Tea industry began in India in 1851. Most of the tea gardens were situated in Assam. In 1903, the industry employed 4,79,000 permanent and 93,000 temporary employees. Since Assam was sparsely populated and the tea plantations were often located on uninhabited hillsides, bulk of the sorely needed labour had to be imported from other provinces. But to bring thousands of people every year from their far-off homes into strange lands, possessing an unhealthy climate and infected with strange fevers, required the provision of financial and other incentives, which the tea-planters of Assam were unwilling to offer. Instead, they had recourse to fraud and coercion; and they persuaded the government to aid and abet them in this unholy task by passing penal laws. ...The recruitment of labourers for tea gardens of Assam was carried on for years mostly by contractors under the provisions of the Transport of Native Labourers Act (No. Ill) of 1863 of Bengal as amended in 1865, 1870 and 1873.

The labour system in Assam was essentially that of indenture by which the labourers went to Assam under contract for a number of years. The government helped the tea-planters by providing for penal sanction in case of non-fulfilment of the contract by the labourers.

This view is explicitly made by T. Raleigh, Law (Committee) Member, when speaking on the Assam Labour and Emigration Bill of 1901: “The labour-contract authorised by this Bill is a transaction by which, to put it rather bluntly, a man is often committed to Assam before he knows what he is doing, and is thereupon held to his promise for four years, with a threat of arrest and imprisonment if he fails to perform it. Conditions like these have no place in the ordinary law of master and servant. We made them part of the law of British India at the instance and for the benefit of the tea-planters of Assam... The fact remains that the motive power in this legislation is the interest of the planter, not the interest of the coolie”.

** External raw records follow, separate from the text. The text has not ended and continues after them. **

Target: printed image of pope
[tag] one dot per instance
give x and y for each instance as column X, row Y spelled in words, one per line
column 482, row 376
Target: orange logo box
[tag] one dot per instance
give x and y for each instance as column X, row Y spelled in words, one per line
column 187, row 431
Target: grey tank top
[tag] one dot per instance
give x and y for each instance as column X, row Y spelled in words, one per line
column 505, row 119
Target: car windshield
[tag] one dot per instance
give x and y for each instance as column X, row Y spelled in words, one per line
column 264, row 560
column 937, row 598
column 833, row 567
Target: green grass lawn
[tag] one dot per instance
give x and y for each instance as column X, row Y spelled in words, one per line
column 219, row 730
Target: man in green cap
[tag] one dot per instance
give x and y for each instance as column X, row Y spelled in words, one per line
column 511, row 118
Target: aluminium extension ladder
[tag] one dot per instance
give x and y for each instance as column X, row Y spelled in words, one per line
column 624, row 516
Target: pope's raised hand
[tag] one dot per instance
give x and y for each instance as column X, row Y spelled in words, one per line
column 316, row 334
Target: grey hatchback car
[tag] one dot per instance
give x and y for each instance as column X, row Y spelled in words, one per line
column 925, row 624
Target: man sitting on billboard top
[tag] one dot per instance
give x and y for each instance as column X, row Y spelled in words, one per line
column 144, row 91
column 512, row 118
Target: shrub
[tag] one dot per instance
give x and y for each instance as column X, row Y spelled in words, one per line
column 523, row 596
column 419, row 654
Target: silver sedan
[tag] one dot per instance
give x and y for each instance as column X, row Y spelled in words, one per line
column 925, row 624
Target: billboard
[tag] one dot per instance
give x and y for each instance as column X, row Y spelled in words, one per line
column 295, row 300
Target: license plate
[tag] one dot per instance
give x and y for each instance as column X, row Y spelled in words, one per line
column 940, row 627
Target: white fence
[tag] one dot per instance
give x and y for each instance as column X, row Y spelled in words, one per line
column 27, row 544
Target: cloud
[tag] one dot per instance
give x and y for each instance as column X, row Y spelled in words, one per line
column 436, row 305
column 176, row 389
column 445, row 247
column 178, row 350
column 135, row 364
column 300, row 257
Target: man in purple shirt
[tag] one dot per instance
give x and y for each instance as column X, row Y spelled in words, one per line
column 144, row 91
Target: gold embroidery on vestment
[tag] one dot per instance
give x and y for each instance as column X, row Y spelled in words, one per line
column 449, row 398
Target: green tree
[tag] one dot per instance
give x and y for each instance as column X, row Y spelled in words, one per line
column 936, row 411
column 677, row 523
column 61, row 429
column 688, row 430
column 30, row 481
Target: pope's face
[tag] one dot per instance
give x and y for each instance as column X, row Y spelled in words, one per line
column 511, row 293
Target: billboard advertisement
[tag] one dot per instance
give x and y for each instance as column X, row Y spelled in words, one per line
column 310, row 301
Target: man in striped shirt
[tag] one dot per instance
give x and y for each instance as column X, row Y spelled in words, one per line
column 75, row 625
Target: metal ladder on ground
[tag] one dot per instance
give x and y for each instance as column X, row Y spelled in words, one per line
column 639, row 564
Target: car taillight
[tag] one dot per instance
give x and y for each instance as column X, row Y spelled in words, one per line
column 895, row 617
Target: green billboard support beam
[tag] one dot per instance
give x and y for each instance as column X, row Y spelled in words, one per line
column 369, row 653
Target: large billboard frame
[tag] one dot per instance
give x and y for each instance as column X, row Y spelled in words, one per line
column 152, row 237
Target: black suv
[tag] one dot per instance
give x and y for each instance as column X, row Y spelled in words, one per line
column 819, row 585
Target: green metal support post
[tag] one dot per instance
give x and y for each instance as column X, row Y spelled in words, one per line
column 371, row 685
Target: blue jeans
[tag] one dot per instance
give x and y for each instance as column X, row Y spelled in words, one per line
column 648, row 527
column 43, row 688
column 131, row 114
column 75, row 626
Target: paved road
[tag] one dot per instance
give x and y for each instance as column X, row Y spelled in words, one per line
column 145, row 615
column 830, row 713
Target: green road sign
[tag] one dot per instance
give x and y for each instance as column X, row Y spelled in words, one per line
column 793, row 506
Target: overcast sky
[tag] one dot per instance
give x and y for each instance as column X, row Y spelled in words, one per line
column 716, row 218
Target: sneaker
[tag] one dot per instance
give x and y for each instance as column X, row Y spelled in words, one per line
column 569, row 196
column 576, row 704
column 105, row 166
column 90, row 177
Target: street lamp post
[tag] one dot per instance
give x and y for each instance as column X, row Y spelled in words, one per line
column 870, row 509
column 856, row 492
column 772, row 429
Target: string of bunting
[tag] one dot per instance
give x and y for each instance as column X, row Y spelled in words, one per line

What are the effects of urbanisation?

Discuss differences between colonial and capitalist time rule of the British in India with the pre-British and pre-capitalist time rule in about 200-300 words.

“Colonialism in India introduced a wide array of changes in every sphere”. Explain this statement in about 300 words. Also give some example where you feel their need.

How has colonialism affected our lives? You can either focus on one aspact like culture or politics or treat them together.